ソフトウェアの常識を塗り替えたGmailの開発哲学

永遠のベータ版にとどまれ!

 SaaSサービスを開始したソフトウェア企業には興味深いことが起こる。ユーザー登録を初めて受け付けたメディア企業にも、顧客の購買記録を追跡し始めた小売企業にも、やはり興味深いことが起こる。突然、顧客が何をしているかが見え始めるのだ!

 顧客の動きを示すデータが画面に初めて表示されたときには、得も言われぬ気持ちになる。私自身、セールスフォースで体験したその瞬間のことをいまでもよく覚えている。私たちはすぐに、もっと多くの情報が欲しいと思うようになり、そのことが私たちの意思決定の方法を変え、リソースの配分方法を変え、新しいサービスを構築する方法を変えていった。すべてがそこから変わったのだ。

 Gメールが世に登場したとき、人々は新しい種類の製品開発哲学に触れた──と私は個人的に考えている。

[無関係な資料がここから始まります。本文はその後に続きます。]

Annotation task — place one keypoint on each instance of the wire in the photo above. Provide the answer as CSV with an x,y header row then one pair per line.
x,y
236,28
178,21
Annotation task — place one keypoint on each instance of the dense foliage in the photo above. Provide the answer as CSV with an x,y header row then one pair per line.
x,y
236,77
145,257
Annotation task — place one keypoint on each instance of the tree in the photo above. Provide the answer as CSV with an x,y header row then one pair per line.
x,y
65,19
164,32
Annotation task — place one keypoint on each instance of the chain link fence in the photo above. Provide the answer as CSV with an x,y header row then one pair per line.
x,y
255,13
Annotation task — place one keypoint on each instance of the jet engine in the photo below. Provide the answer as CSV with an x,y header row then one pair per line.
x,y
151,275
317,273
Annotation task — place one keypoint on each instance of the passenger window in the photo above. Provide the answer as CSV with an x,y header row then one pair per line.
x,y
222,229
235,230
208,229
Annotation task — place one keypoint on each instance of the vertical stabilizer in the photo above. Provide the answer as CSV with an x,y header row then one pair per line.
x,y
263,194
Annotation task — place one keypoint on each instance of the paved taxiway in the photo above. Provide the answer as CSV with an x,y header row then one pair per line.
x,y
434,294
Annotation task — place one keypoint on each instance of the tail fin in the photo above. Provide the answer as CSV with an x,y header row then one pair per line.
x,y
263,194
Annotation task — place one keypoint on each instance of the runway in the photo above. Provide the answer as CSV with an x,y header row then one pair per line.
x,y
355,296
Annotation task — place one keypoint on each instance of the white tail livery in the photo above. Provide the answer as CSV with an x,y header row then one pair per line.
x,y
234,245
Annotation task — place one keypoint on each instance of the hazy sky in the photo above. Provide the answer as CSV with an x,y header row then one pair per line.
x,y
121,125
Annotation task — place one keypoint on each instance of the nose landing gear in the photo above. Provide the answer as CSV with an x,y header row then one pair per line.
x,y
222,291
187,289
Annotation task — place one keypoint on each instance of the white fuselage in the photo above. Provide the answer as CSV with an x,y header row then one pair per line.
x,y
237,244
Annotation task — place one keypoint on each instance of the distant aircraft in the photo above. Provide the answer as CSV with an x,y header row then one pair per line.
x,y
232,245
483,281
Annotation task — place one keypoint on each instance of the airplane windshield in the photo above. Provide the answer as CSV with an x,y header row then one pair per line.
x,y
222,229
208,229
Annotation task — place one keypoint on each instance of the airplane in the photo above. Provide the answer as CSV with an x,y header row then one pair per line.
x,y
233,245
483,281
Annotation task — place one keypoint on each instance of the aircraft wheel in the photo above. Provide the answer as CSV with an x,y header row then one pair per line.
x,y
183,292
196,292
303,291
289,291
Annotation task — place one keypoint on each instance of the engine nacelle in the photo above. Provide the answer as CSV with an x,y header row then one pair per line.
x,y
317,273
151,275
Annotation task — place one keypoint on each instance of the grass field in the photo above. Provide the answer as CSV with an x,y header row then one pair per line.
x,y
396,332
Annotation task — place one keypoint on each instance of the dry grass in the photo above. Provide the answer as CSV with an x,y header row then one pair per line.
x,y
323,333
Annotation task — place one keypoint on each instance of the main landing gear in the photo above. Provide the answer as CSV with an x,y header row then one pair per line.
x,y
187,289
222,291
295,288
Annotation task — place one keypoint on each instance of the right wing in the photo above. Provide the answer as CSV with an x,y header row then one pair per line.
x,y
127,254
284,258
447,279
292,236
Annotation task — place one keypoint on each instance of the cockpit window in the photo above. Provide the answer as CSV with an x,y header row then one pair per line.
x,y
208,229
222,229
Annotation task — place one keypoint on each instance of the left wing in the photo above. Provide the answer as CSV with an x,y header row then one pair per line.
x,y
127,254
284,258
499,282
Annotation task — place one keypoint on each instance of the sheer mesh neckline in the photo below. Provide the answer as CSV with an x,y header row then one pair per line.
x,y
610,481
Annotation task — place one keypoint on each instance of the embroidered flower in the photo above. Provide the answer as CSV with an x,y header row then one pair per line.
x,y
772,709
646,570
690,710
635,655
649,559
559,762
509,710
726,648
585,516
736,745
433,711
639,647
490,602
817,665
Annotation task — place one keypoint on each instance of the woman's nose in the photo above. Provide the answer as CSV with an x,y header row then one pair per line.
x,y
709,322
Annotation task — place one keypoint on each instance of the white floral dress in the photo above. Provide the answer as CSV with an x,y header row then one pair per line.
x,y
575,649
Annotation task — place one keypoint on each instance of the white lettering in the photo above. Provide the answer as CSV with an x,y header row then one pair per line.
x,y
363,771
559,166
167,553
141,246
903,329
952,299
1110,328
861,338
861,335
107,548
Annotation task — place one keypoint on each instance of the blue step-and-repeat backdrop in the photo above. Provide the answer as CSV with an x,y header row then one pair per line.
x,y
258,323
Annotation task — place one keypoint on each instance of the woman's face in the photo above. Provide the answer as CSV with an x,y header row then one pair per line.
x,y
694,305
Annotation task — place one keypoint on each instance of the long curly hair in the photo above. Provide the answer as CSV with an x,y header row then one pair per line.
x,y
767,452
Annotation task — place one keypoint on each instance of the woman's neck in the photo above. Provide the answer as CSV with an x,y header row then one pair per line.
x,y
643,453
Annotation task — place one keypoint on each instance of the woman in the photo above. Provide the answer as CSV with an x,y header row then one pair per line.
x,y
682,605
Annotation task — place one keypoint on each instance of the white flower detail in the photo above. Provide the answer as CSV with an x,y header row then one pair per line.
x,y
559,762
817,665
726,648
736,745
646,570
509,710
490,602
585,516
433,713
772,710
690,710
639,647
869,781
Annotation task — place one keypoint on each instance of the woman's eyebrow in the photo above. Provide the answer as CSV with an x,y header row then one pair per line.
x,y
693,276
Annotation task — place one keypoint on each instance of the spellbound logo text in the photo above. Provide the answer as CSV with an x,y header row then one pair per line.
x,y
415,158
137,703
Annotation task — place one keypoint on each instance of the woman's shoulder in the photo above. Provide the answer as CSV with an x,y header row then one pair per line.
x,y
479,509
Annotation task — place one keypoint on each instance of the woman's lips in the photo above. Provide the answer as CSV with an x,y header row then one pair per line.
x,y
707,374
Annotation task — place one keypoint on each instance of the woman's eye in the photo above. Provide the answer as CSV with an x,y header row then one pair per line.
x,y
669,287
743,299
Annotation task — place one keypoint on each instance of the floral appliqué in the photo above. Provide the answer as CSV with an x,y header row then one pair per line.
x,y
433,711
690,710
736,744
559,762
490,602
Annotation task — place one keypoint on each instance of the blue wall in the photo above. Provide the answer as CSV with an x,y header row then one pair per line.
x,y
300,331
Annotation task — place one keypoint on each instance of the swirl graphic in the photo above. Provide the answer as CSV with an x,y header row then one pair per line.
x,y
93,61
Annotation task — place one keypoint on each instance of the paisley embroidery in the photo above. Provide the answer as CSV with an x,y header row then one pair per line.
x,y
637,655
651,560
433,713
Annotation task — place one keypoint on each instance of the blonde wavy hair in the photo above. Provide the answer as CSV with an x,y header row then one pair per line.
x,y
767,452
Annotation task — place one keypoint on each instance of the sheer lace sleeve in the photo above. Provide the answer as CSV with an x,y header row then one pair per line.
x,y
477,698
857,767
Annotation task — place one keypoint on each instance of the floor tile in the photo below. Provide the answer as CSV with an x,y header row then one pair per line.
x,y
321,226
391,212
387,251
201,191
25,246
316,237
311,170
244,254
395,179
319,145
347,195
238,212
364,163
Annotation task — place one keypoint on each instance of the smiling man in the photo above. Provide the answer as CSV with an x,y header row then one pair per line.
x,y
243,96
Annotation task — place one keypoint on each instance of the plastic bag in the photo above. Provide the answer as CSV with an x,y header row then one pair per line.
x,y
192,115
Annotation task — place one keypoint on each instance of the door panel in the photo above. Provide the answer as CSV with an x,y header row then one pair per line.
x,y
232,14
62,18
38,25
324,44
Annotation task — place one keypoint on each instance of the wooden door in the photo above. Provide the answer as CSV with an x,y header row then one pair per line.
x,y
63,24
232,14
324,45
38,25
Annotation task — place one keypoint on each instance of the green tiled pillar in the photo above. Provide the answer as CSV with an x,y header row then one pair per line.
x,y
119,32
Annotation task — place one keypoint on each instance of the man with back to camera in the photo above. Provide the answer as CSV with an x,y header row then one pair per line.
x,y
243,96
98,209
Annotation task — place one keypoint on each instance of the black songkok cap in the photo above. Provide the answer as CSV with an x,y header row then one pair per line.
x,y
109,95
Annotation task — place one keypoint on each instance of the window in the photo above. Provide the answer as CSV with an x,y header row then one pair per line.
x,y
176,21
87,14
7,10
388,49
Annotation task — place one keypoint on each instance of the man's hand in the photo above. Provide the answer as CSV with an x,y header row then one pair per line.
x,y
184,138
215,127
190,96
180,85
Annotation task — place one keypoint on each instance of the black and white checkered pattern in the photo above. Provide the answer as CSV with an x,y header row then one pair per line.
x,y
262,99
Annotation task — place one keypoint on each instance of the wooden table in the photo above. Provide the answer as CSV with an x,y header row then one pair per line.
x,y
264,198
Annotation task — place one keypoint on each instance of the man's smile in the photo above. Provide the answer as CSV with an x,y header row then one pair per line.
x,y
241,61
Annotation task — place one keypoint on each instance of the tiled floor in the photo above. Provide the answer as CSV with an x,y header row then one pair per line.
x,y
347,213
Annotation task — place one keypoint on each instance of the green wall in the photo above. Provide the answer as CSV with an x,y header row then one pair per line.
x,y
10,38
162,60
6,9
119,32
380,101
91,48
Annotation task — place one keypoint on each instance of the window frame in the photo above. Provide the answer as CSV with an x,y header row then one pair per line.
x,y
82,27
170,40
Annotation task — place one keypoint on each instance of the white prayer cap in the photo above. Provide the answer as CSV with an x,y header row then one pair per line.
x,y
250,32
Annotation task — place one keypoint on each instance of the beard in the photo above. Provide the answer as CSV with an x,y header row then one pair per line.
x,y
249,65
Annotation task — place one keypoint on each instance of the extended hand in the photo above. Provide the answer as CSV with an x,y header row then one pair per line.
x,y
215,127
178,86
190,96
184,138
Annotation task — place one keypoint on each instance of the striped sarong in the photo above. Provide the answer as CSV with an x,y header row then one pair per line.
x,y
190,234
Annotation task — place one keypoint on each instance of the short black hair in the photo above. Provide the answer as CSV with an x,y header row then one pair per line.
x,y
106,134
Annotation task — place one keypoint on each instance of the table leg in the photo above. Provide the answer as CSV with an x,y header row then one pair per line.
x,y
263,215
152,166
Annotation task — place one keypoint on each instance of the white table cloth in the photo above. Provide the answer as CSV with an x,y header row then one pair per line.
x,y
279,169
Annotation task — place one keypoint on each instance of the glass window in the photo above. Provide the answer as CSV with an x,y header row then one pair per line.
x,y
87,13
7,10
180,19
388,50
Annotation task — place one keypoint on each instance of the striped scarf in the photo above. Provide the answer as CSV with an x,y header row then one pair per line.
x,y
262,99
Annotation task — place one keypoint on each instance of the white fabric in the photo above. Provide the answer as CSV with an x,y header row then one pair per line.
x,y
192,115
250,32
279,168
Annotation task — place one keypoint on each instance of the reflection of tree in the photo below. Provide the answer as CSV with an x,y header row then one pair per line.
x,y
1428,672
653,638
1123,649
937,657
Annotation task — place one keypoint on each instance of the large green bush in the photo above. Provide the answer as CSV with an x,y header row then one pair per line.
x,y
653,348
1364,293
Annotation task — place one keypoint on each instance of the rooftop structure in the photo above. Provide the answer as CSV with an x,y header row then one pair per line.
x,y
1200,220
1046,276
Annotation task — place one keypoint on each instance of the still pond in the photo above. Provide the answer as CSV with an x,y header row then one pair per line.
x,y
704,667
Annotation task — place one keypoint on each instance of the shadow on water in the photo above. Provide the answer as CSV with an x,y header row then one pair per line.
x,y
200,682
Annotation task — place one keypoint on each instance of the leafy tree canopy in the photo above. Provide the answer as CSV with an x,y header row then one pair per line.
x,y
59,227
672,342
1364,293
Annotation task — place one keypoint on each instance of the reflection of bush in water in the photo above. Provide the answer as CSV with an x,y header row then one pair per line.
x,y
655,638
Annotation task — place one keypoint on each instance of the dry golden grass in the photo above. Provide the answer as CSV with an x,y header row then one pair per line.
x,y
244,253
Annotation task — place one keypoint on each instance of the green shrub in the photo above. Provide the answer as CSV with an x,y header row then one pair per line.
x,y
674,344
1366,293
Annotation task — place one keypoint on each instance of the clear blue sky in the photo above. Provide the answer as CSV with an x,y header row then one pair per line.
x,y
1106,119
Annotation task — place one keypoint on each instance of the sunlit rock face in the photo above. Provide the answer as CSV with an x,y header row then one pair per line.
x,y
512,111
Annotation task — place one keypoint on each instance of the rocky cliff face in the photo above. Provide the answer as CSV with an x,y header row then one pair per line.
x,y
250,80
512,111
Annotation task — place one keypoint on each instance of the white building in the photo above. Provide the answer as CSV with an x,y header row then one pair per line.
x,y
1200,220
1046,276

 2004年4月1日にGメールが初めてローンチされたとき、Gメールのロゴには「ベータ版」(BETA)の文字が添えられていた。何百万という人々がGメールを使用するためにサインアップ〔オンラインで行う利用開始手続き〕したが、それはまだ開発中のベータ版だった。

 実際、その後5年間ベータ版であり続けた。2009年7月7日まで“テスト段階”が終わらなかったのだ。なぜそんなに長くかかったのだろう。どうなった段階でグーグルは「ベータ版」という呼称を外すことを決めたのだろう。

 本当かと思う人がいるかもしれないが、それは開発チームが言うところの“完成”とは何の関係もなかった。フォーチュン500級の大企業が自社のためにGメールを買いたいと思ったとき、ロータスノーツ〔IBMのグループウェア・電子メール製品〕やマイクロソフト・エクスチェンジ〔グループウェア・電子メール製品〕などの購入に慣れていた各社の購買部門は、ベータ版プロダクトを買うことを認めなかった。そこでグーグルは考えた。「ベータ版」の文字を外せばいいじゃないか、と。